Friday, April 25, 2008

Our Industrial Famine Culture


I thought the impetus for killing the living to burn for energy was based on the idea that burning rocks doesn’t turn carbon directly back into rocks. I was also under the impression that the MANDATE to use corn derived ethanol was a government dictate. I guess there are other interpretations of the reasons food prices are rising.

John Nichols on The World Food Crisis: The current global food system, which was designed by US-based agribusiness conglomerates like Cargill, Monsanto and ADM and forced into place by the US government and its allies at the World Bank, the International Monetary Fund and the World Trade Organization, has planted the seeds of disaster by pressuring farmers here and abroad to produce cash crops for export and alternative fuels rather than grow healthy food for local consumption and regional stability.

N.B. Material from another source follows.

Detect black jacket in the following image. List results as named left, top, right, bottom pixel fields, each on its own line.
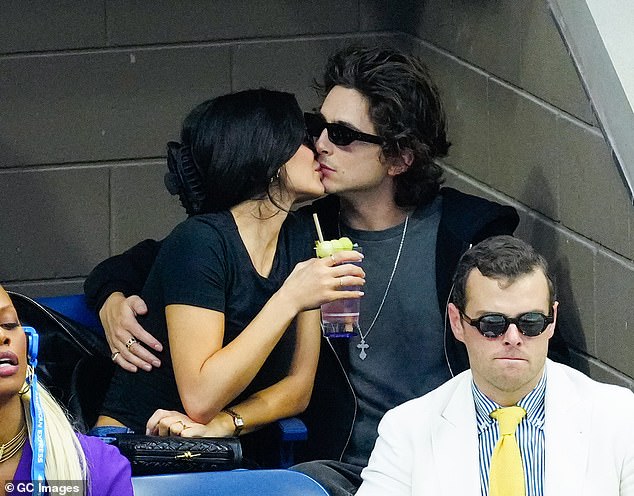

“as the Oakland Institute's Anuradha Mittal observes, that it is time to "stop worshiping the golden calf of the so-called free market and embrace, instead, the principle [that] every country and every people have a right to food that is affordable." As Mittal says, "When the market deprives them of this, it is the market that has to give."

I also did not realize that genetically modified seeds “reduce food production”. If only we could return to the pre-industrial age when all food was locally produced by eco-friendly happy peasants, then hunger would be abolished. Is it true the word famine does not even exist in aboriginal languages?